Question

A passenger train running at a speed of 80km/hr leaves the railway station 6 hours after a good train leaves and overtakes it is 4 hours. What is the speed of the good train goods train?
(a) 48 km/hr
(b) 60 km/hr
(c) 32 km/hr
(d) 80 km/hr

Answer 1

Hint: Let the speed of the good train be x km/hr. Now when the good train is overtaken, it has travelled for a total time of 10 hours, so using the formula $ \text{distance=speed}\times \text{time} $ we can say that distance is equal to 10x km. The passenger train has to cover the same distance in 4 hours to overtake it. So, again using the same formula we can say distance is equal to $ 80\times 4\text{ km} $ . Equate the two distances to get the answer.

Complete step-by-step answer:
Let the speed of the good train be x km/hr.
Now when the good train is overtaken, it has travelled for a total time of 10 hours,as it started 6 hours early and took 4 hours to be overtaken. So, the distance travelled by is:
 $ \text{distance=speed}\times \text{time=}10x\text{ km} $
Also, by the time the train is overtaken, the passenger train should have travelled the same distance as the goods train. It is given that the speed of the passenger train is 80 km/hr and time taken is 4 hours.
 $ \text{distance=speed}\times \text{time=80}\times \text{4=320 km} $
Now, we will equate the two distances that we found in the above case, we get
 $ 10x=320 $
 $ x=32\text{ km/hr} $
Therefore, the speed of the good train is 32 km/hr. Hence, the answer is option (c).
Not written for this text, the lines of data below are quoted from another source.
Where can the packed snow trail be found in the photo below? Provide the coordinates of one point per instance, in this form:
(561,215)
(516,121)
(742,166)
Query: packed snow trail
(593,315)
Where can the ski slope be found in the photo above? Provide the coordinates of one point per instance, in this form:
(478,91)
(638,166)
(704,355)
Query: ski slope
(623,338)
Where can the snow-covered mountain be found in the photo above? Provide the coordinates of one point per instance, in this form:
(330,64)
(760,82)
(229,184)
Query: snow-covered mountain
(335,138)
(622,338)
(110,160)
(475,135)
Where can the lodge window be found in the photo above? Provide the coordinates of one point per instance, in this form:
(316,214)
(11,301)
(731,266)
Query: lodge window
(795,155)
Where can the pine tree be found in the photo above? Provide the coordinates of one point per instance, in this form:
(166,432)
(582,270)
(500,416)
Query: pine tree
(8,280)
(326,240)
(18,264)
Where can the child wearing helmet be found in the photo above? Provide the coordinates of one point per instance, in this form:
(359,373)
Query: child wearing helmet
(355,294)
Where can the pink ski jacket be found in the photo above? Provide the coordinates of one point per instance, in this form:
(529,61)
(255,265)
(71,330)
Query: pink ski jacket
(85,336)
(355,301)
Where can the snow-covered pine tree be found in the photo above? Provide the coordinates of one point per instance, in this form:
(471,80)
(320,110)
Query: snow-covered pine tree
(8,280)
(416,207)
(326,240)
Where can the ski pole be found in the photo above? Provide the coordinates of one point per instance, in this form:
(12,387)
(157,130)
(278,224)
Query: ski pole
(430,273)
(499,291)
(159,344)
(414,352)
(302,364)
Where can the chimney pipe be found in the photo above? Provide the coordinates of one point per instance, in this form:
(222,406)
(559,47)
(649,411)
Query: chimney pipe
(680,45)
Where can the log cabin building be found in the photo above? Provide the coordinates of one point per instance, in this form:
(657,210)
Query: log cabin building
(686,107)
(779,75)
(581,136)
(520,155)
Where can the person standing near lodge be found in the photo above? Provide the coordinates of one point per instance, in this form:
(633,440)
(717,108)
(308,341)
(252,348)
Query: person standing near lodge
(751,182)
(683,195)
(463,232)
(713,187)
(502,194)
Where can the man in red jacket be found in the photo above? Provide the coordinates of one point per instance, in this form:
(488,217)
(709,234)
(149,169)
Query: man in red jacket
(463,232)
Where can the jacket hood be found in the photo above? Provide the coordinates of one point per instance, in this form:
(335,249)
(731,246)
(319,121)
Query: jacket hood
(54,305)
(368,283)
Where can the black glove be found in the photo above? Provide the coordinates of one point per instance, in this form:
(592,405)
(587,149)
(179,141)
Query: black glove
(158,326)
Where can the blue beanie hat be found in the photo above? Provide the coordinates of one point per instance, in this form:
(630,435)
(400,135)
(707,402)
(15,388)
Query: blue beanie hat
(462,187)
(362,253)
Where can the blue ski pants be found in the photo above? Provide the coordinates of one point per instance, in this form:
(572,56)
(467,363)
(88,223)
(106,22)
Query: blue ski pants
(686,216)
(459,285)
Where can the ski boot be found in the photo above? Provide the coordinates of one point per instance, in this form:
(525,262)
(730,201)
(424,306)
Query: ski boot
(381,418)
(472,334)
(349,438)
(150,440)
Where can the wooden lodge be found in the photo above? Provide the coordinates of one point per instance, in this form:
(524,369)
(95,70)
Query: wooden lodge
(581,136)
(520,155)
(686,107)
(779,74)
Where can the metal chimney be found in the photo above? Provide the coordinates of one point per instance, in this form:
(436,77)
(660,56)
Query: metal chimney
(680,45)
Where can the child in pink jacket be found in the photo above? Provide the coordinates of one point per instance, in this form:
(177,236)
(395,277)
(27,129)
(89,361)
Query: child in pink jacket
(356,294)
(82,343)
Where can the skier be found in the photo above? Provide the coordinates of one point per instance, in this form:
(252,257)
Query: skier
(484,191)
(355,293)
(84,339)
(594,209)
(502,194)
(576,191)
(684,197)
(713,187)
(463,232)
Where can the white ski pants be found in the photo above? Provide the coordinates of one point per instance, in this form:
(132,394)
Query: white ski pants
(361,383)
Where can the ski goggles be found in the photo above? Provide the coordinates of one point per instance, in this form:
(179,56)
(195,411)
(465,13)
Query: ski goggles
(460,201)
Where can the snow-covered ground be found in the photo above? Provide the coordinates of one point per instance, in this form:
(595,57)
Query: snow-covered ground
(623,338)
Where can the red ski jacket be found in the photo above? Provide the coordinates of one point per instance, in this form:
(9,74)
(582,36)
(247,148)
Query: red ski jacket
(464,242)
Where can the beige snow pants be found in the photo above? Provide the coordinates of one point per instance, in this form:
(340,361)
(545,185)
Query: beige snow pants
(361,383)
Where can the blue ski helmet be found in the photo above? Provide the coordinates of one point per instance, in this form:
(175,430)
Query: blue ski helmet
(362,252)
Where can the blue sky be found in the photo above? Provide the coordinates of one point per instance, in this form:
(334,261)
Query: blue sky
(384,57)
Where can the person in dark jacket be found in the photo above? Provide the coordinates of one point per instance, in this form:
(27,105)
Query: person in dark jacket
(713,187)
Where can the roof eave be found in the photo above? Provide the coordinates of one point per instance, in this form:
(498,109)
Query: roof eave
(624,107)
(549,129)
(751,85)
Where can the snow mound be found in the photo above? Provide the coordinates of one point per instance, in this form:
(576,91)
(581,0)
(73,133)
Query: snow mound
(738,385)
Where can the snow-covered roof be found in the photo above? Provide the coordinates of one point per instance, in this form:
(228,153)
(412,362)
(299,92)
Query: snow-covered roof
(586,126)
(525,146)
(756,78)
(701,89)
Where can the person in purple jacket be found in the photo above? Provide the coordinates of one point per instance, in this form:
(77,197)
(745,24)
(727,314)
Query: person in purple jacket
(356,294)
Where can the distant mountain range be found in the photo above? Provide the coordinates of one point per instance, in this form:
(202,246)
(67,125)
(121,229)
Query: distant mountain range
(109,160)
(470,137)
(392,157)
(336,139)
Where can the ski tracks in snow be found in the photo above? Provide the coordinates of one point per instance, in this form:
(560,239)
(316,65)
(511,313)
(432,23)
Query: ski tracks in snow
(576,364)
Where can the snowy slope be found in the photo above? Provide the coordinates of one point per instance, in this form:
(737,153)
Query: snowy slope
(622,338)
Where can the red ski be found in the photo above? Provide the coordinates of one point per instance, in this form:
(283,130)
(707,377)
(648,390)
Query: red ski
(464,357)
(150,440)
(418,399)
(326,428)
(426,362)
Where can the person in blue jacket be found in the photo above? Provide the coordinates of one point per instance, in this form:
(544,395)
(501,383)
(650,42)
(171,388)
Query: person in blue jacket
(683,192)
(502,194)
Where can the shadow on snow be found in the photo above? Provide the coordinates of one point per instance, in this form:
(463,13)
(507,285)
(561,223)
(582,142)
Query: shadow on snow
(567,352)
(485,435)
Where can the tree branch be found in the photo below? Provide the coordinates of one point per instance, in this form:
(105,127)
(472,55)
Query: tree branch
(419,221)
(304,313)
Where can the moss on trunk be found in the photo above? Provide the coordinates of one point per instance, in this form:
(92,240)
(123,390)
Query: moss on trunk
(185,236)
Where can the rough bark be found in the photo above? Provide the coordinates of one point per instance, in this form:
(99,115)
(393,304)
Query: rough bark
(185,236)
Note: See if this would have been a question from physics, you would have used the concept of relative speed. Let us see how we can do so:
As they are moving in the same direction the speeds get subtracted to give the relative speed. So, the relative speed is (80-x) km/hr. The relative distance between them would be the distance at the start of the passenger train, which is equal to 6x. As relative distance is equal to relative distance multiplied by time, we can say:
 $ 6x=\left( 80-x \right)\times 4 $
Solve this, the answer would be the same as the above method, i.e., 32 km/hr.